Erdogan's AK, its initials spelling out the Turkish word for purity, was elected 10 years ago with the strongest majority seen in years. A decade since then of unprecedented prosperity is admired among Western allies keen to portray NATO member Turkey as a beacon of political stability in a troubled region.
But Erdogan's opponents have increasingly accused him of posing a threat to the modern, secular republic founded by Kemal Ataturk on the ruins of the Ottoman empire 90 years ago.
The courts have helped silence opposition and emasculate a military which was long the self-appointed guardian of Turkish secularism. It pressured an Islamist-led government from power in 1997 but has since been forced into retreat under AK rule.
Hundreds of politicians, academics and journalists are in jail on charges of plotting against the government; more than 300 army officers were handed long prison terms last month, convicted of conspiring to topple Erdogan almost a decade ago.
"Many intellectual friends, journalists are behind bars for reasons we can't know or understand," Say said in a message read out at a performance in his support on the eve of the hearing.
"I can't even begin to explain this era. Believe me this reminds me of Nazi Germany the most.
"It is perhaps an honor to be tried because of retweeting a verse of Khayyam in an era like this... I have committed no crime... We are modern individuals, not a flock.
"If this is a dark era, then let us enlighten it."
SELECTIVE INTERPRETATION
The courts have long been a tool in the struggle between Turkey's secular establishment and religious conservatives.
Once, the dominant theme was hardline secularists selectively interpreting the country's laws to try perceived Islamist opponents on trumped-up charges of insulting "Turkishness" or the army, or of inciting religious hatred.
"The geography of the judiciary in this country has become a geography of politics," said Koray Caliskan, a political scientist at the Bosphorus University who also writes for the liberal daily Radikal.
Erdogan himself served six months in jail in 1998, when he was mayor of Istanbul, for reading a poem containing the lines: "The mosques are our barracks; the domes our helmets/ The minarets our bayonets and the faithful our soldiers."
Now a different set of hardliners are running the courts, critics of the judiciary and present government say.
"In Turkey, the law can be highly personalized, as if laws are applied differently to different people," said Bedri Baykam, a prominent Istanbul-based artist who was at court on Thursday.
"This whole thing is extremely disturbing for a country that claims to be in a state of 'advanced democracy'," he said, quoting a phrase often used by Erdogan. "It is a tragicomedy."
Say has performed with leading orchestras from Tokyo to Berlin, Paris and the New York Philharmonic. Also a jazz player, he is known for eccentricities in the classical music world, sometimes humming loudly or conducting flamboyantly with a free hand as he performs.
The poem he quoted, retweeted from another Twitter user, is in the form of a questions to believers: "You say rivers of wine flow in heaven: is heaven a tavern to you?/ You say two houris await each believer there: is heaven a brothel to you?"

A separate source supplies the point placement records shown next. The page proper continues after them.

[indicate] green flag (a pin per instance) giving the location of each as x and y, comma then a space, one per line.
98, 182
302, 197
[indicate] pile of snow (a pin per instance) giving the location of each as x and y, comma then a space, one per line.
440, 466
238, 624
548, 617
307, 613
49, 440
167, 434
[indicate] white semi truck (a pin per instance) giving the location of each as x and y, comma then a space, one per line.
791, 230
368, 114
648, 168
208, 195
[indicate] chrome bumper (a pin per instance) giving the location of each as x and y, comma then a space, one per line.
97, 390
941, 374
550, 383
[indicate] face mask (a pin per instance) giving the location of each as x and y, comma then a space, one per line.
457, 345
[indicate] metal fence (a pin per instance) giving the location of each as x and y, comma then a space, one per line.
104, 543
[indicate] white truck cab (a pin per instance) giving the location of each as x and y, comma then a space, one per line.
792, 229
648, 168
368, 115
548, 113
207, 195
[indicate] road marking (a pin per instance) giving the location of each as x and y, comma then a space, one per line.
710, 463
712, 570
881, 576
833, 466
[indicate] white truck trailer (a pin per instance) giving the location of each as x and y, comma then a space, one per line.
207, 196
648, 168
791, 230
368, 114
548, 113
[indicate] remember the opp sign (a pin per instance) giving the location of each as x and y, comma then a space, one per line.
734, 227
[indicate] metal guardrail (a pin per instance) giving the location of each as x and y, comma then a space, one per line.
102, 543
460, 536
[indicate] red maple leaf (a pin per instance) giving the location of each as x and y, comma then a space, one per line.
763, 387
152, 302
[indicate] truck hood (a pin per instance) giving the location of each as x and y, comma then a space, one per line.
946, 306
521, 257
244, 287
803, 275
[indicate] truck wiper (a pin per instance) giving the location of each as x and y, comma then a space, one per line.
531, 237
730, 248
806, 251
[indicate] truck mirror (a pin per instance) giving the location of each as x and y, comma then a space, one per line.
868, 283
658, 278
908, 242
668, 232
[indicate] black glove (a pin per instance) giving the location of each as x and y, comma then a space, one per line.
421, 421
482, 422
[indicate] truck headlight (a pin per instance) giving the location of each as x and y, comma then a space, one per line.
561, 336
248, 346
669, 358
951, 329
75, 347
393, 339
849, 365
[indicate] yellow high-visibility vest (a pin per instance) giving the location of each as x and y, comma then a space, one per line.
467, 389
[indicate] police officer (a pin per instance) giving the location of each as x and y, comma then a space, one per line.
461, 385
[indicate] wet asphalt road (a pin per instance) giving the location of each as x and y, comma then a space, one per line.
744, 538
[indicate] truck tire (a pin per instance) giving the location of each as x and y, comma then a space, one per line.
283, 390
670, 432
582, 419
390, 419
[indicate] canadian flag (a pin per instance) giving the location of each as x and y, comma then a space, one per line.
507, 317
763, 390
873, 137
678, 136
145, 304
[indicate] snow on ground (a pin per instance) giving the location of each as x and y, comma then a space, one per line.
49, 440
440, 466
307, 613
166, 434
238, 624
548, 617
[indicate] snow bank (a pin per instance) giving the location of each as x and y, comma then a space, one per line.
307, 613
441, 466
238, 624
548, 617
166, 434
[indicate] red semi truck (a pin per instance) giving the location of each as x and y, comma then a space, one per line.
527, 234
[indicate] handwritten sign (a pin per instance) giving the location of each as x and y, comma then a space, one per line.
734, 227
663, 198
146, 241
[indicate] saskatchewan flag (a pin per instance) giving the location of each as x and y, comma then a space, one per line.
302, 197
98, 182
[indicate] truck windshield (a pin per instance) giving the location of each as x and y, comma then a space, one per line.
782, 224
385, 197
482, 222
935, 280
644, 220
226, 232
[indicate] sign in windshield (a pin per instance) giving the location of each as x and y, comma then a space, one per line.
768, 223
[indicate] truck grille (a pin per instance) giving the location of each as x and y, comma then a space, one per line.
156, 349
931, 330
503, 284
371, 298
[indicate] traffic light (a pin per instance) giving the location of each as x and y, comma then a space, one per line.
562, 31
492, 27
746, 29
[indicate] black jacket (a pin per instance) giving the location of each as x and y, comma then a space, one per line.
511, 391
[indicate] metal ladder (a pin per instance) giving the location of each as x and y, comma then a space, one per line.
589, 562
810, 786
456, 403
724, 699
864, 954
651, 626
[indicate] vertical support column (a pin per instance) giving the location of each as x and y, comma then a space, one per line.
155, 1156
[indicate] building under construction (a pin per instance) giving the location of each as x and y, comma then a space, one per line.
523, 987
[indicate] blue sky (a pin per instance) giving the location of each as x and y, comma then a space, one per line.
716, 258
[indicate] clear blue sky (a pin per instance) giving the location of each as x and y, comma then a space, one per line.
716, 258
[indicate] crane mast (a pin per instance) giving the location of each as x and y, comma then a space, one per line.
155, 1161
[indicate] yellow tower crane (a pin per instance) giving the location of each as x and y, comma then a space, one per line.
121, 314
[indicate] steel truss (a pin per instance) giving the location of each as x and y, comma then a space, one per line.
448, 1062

In a separate tweet, Say poked fun at a muezzin, who calls the faithful to prayer from the minaret of the mosque: "The muezzin finished the evening prayers in 22 seconds ... Why are you in such hurry? A lover? A table of raki?"
Intolerance of dissent in Turkey is increasingly raising eyebrows abroad. In a report last week reviewing Ankara's case to the join the European Union, the European Commission found fault with Turkey's record on fair trials and freedom of speech.
Outside the courthouse, Sevim Dagdelen, a German parliamentarian of Turkish origin, read out a letter which she said dozens of German lawmakers had sent to Erdogan:
"In a democratic and secular state governed by the rule of law, expressing an opinion should not lead to long terms of imprisonment," it read. "A case like this is both an attack on artistic freedom and on the culture of humanity."
Say remains at liberty and the case was postponed to February 18 to allow more time for evidence to be gathered.